Sony’s Walkman was a megahit product line and today it is still a superbrand. Soon thereafter they had the Talkman, Discman, Bookman, Pressman, MD Walkman, Ms Walkman and Video Walkman, Calcman, Pac IT Man, PacketMan, InfoMan, LatheMan, MillMan, Scoopman, etc. Yet they always said they regretted not doing a better job of trying to protect the “man” name. So today Logitech, as just one example, has a MouseMan, TrackMan, Webman, Cyberman, Surfman, Wingman, Soundman, etc.
The BlackBerry device from RIM (Research in Motion) has pioneered all sorts of wireless email markets. The name has almost become generic “I got a message on my Blackberry” even though you were using a Palm or other cell phone device. They have held a dominant market position and resolved major legal patent disputes about their technology. How does Samsung catch up? Partner with Cingular and launch the Blackjack! But it really is awfully similar looking too. And that name really implies they are taking a gamble too!
So what would you do if you were RIM? Fight back of course.
RIM said in the court statement, “Samsung, by wrongfully using the BlackJack mark in commerce, is tarnishing, blurring, diluting, and/or disparaging RIM’s reputation and goodwill, as well as RIM’s famous BlackBerry Marks.”

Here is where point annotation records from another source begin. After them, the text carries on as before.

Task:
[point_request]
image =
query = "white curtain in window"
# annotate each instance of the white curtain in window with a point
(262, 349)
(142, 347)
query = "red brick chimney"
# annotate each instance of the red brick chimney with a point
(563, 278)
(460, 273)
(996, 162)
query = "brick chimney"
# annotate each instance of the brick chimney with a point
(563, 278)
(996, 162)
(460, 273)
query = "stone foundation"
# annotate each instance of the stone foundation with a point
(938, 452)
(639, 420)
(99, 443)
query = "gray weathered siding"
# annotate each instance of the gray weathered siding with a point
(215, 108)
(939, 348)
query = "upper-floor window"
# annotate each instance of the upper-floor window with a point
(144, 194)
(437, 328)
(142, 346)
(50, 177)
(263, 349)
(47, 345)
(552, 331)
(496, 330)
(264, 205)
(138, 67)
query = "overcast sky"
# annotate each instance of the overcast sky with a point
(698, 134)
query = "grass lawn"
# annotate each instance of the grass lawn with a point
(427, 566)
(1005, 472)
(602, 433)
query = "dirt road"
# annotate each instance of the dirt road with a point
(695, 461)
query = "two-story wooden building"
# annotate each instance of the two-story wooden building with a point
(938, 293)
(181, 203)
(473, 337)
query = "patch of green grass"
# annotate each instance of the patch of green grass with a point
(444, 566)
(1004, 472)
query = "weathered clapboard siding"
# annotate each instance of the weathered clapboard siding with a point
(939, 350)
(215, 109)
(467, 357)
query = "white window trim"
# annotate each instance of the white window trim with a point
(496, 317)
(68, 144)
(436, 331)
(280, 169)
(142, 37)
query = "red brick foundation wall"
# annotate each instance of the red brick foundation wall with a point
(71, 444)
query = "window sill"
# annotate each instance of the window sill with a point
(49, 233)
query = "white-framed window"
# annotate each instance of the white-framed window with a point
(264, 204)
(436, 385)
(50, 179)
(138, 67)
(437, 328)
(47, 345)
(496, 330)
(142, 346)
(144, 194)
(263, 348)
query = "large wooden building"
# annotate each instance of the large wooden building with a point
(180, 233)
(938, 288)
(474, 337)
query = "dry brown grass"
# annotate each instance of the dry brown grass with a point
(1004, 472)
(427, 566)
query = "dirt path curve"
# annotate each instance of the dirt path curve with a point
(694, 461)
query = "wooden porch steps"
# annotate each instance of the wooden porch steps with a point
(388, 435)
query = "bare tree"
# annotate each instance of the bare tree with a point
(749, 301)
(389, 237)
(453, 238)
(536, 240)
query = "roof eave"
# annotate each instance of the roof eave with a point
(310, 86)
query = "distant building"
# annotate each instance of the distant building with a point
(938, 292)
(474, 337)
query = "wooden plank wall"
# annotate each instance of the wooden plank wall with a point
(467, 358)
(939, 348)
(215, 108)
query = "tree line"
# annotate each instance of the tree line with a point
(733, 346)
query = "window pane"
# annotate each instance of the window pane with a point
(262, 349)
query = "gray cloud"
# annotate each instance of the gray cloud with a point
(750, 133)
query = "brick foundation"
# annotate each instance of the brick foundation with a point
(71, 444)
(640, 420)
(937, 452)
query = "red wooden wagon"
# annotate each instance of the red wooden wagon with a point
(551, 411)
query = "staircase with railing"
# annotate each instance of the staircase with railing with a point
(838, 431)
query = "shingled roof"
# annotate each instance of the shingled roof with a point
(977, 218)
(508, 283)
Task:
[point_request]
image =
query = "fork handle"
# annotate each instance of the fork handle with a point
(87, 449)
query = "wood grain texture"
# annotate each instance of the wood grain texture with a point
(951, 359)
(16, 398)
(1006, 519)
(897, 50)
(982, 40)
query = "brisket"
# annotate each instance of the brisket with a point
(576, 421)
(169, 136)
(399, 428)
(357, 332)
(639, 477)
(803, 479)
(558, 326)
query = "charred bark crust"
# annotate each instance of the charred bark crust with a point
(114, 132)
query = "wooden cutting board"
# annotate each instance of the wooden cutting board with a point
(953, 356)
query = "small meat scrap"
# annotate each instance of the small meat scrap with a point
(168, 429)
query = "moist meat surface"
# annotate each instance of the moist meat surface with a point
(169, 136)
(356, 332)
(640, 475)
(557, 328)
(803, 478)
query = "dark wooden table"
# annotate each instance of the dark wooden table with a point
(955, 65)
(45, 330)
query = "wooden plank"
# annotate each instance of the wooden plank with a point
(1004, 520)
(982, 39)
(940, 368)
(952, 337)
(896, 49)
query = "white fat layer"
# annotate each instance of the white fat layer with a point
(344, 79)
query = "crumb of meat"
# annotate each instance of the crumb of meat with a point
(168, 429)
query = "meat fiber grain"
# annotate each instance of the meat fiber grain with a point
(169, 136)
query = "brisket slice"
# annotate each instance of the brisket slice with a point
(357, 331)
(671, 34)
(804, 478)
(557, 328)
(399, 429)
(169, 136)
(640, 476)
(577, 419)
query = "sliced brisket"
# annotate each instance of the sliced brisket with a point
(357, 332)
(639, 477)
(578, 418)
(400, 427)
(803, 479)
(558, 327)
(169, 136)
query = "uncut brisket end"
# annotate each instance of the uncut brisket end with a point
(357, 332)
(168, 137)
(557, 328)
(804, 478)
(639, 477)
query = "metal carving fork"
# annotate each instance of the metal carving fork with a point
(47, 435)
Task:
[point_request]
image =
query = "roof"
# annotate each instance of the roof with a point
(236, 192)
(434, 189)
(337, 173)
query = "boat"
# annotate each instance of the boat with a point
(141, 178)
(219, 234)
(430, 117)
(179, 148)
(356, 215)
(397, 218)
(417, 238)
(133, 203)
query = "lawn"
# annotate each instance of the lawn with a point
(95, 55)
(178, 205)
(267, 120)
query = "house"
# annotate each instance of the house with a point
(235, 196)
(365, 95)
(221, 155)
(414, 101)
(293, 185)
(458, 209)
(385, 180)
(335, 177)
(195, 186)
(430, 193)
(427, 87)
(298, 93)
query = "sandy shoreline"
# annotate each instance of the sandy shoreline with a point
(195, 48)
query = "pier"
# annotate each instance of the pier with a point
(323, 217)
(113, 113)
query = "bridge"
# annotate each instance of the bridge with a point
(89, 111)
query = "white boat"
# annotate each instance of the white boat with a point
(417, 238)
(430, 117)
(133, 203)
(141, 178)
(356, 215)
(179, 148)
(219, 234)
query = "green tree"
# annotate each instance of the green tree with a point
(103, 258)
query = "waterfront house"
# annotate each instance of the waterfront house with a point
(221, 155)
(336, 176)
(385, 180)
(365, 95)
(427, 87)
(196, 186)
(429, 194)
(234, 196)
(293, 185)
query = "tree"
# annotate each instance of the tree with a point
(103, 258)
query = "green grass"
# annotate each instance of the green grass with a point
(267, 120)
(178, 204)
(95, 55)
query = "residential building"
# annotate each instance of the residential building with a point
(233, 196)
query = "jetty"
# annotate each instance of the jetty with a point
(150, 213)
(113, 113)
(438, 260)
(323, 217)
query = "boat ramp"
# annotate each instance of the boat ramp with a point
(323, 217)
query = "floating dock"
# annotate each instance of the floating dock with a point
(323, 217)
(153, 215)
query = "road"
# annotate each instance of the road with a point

Notice the use of the word “famous” in this legalese. Trademarks have special rights when they can be judged to be famous. Well these are both key product lines for the companies involved, and a settlement was quickly reached.
In the suit filed in December in the U.S. District Court for the Central District of California, RIM had alleged Samsung was “misleading the public into falsely believing that Samsung’s goods and services are connected with RIM’s business.” RIM also said in its statement that the settlement with Samsung includes “certain reasonable measures to avoid confusion in the marketplace.”
Samsung Telecommunications spokesman Kim Titus confirmed the settlement, adding “we will continue selling the BlackJack by that name, and the rest of the terms of the settlement are confidential.”
Motto of this story: If the moth flies too close to the flame, he could get burned.
Question: Would you have had the money to fight such a legal battle?